Por momentos perdía la noción de la cantidad de pasos que había caminado desde que había salido de su casa y la recuperaba cuando el dolor de las pantorrillas le imprimía muecas en la cara. Mil novecientos veintitres. Moldes 1923. A unos 20 metros de la esquina de Sucre.

Se volvía a encontrar en esa esquina donde al salir del trabajo encendía un pucho y pensaba qué iba a hacer de comer esa noche. Comenzaba a llover de nuevo. Qué irónico. El agua de lluvia era dulce, pero tenía las lágrimas agrias de rimmel. Tuvo un flash de su adolescencia rebelde donde no usaba maquillaje y portaba una orgullosa media cresta. Ahora trabajaba en un banco y sintió la punzada histérica que deja el cambio al hacerse presente, de que la convivencia de ciertos detalles era imposible a esta altura. Y tropezó.

Rodó ebria sobre las rodillas y se dio cuenta lo al pedo que era llevar los zapatos en los pies. Se descalzó y sintió el barro como plastilina escurrirsele entre los dedos y sonrió.

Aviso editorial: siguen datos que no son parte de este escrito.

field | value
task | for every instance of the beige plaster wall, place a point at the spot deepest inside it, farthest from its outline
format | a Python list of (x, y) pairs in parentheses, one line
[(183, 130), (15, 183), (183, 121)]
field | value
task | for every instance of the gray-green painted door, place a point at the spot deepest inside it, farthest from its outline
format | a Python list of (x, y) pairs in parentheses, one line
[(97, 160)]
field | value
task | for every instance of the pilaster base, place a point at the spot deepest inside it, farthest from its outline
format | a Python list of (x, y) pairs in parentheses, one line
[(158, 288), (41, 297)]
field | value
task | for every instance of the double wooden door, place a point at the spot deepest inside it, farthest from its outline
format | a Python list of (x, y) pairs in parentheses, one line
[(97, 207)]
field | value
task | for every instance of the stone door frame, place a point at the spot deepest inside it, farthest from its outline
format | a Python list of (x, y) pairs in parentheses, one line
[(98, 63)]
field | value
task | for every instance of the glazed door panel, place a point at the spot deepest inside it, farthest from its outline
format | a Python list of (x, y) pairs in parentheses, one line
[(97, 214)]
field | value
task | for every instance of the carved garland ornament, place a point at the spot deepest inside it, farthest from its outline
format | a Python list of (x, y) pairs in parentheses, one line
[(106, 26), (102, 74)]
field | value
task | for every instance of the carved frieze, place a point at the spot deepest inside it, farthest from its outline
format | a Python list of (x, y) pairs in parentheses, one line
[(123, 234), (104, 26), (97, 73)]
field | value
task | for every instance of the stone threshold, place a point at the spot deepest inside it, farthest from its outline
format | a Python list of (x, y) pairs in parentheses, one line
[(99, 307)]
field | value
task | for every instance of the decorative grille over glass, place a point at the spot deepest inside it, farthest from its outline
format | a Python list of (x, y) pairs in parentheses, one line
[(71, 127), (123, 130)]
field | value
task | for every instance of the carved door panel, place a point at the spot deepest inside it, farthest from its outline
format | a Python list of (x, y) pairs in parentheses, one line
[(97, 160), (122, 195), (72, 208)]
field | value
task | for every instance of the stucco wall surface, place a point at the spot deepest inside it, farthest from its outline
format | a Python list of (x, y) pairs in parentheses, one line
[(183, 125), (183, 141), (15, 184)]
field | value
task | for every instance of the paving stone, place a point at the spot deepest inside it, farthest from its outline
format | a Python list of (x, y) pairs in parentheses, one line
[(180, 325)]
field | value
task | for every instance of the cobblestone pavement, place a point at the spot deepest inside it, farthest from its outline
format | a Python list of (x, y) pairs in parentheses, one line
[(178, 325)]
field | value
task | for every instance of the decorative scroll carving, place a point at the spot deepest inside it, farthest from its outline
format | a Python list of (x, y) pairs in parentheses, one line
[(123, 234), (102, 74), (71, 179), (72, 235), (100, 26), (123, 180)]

Tenía un recuerdo de la misma sensación en su infancia temprana, donde no había tanto problema, salvo un baño y un poco de gritos de mamá. Se miró el pantalón cuadrillé, todo embarrado y puteó para afuera. Nadie respondió.

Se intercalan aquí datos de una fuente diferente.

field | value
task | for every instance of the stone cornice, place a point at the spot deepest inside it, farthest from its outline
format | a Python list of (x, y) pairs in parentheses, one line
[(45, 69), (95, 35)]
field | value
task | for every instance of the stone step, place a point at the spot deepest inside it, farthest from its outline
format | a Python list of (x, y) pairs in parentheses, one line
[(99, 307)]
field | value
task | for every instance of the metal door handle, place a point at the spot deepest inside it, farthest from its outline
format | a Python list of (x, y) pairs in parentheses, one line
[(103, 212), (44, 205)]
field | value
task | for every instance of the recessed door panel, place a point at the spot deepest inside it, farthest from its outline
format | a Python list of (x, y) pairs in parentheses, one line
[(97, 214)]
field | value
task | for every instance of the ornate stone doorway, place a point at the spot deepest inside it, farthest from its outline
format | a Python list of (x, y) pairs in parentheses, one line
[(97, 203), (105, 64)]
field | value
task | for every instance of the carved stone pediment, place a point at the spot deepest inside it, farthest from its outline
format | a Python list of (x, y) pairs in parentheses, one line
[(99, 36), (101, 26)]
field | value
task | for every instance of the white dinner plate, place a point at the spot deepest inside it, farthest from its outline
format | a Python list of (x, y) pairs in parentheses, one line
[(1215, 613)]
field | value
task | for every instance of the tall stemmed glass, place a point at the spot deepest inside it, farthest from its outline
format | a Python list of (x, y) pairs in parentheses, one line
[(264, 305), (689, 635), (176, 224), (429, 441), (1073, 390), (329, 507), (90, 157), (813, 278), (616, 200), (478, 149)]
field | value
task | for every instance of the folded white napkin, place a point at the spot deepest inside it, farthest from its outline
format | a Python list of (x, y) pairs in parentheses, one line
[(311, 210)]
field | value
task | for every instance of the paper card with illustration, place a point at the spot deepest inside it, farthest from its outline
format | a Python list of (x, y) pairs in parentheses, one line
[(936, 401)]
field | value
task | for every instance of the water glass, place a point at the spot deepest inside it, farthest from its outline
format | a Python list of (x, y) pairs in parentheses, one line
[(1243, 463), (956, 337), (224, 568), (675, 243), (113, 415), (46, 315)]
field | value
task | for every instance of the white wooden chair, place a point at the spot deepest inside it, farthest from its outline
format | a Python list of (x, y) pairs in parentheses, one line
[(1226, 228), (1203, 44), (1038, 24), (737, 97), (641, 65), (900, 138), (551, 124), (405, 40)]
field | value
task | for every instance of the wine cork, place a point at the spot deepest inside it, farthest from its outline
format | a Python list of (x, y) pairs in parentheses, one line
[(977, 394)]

No se dio cuenta de lo sola que estaba físicamente hasta ese instante. Escuchó un colectivo a un par de cuadras que aceleraba y de nuevo silencio. Caminó unos metros más mientras pensaba en la imagen lamentable que nadie estaba apreciando, salvo ella. Se detuvo, sonrió nuevamente un poquito y siguió caminando.

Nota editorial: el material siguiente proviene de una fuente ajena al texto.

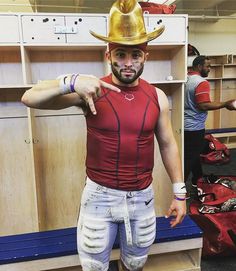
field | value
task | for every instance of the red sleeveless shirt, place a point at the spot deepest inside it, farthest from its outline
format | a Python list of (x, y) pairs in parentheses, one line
[(120, 138)]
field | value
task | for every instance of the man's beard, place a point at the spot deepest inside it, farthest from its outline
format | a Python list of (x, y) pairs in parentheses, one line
[(204, 74), (126, 80)]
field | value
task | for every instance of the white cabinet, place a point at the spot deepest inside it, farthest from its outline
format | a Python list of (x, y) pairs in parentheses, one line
[(83, 24), (62, 29), (9, 29), (42, 28)]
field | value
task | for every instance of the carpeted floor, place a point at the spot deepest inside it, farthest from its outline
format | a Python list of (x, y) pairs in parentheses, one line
[(215, 263)]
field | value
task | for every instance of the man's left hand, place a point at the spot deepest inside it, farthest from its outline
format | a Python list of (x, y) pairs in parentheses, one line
[(178, 210)]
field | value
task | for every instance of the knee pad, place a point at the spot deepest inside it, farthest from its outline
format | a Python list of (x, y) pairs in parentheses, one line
[(134, 263), (89, 264)]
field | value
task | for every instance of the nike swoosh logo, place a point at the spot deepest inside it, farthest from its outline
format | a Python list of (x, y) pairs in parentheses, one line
[(147, 202)]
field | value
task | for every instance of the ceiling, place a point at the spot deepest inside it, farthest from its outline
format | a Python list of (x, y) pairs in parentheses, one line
[(191, 7)]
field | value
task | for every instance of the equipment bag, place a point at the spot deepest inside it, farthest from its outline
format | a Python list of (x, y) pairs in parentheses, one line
[(153, 8), (214, 151), (217, 219), (212, 187)]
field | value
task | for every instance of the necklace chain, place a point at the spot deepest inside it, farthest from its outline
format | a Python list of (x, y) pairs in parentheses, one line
[(128, 96)]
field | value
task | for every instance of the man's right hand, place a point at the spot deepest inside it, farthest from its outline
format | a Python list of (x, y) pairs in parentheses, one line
[(88, 87)]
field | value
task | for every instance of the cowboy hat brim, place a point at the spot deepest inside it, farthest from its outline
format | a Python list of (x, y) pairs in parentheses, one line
[(131, 40)]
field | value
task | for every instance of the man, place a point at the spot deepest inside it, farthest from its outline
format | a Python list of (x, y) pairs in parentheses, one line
[(197, 103), (123, 113)]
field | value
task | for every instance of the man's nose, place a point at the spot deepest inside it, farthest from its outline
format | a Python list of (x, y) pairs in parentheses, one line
[(128, 61)]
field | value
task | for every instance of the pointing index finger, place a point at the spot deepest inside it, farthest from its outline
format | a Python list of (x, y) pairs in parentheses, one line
[(111, 87)]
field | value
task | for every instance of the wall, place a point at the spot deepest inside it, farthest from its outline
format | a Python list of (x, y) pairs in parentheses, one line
[(213, 38)]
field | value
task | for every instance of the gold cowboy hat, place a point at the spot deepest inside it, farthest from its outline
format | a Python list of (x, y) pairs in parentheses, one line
[(126, 25)]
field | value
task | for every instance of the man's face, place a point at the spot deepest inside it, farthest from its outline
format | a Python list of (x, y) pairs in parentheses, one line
[(205, 68), (127, 64)]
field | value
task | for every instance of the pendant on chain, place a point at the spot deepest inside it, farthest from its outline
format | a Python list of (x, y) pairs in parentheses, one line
[(129, 97)]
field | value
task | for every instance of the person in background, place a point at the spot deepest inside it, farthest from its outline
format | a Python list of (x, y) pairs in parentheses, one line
[(197, 103), (123, 114)]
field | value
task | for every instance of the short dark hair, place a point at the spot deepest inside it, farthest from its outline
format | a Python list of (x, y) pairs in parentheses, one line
[(200, 60)]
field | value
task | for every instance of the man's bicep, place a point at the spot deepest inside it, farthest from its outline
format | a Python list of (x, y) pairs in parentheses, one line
[(163, 129)]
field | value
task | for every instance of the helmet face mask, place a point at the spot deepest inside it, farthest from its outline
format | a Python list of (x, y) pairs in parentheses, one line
[(126, 25)]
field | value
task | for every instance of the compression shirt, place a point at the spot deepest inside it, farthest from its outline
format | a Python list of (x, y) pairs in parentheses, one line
[(120, 138)]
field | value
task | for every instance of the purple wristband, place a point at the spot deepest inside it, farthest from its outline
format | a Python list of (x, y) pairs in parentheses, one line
[(72, 82), (180, 199)]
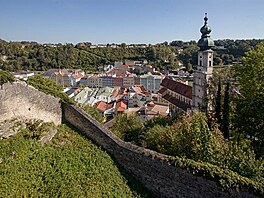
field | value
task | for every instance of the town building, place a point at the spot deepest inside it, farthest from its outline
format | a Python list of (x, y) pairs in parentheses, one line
[(176, 94), (182, 97)]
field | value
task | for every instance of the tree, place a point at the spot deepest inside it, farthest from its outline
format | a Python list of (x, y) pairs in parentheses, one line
[(250, 105), (218, 103), (226, 113), (5, 77)]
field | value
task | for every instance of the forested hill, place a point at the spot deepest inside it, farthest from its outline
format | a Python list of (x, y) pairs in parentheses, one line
[(16, 56)]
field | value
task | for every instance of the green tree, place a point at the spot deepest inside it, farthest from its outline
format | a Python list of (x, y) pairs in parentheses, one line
[(218, 105), (5, 77), (250, 105), (226, 113)]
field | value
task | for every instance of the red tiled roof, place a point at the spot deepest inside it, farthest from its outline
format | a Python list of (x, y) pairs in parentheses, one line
[(177, 87), (115, 93), (184, 106), (102, 106), (162, 90), (121, 106)]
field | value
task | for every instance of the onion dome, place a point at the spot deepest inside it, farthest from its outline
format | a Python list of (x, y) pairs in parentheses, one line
[(205, 41)]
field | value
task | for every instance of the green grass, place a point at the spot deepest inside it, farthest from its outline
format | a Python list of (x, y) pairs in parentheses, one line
[(69, 166)]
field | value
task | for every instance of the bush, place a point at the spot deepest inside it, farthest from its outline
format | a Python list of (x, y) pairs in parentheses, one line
[(6, 77)]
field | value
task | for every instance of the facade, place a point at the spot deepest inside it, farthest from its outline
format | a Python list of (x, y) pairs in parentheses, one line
[(128, 81), (117, 82), (176, 94), (203, 71), (94, 82), (151, 82)]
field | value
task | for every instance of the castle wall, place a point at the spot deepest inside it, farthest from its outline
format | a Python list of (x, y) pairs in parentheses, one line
[(152, 169), (19, 100)]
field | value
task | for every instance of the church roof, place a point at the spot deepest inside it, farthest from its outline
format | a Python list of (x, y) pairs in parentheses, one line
[(205, 41), (178, 87)]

Se paró frente a la puerta de su antiguo trabajo y agarrando la baldosa correcta (ni tan grande como para que pese, ni tan chica como para que no pueda romper un vidrio) descargó toda la bronca contra la vidriera. Dio un grito eufórico al ver los vidrios astillarse y caer, y corrió lo más rápido que pudo hasta la parada. Una vez allí, agitada, vio un 151 furioso viajando la avenida y se sintió tranquila. En media hora, pensó, estaría haciendo mulliditos en su cama.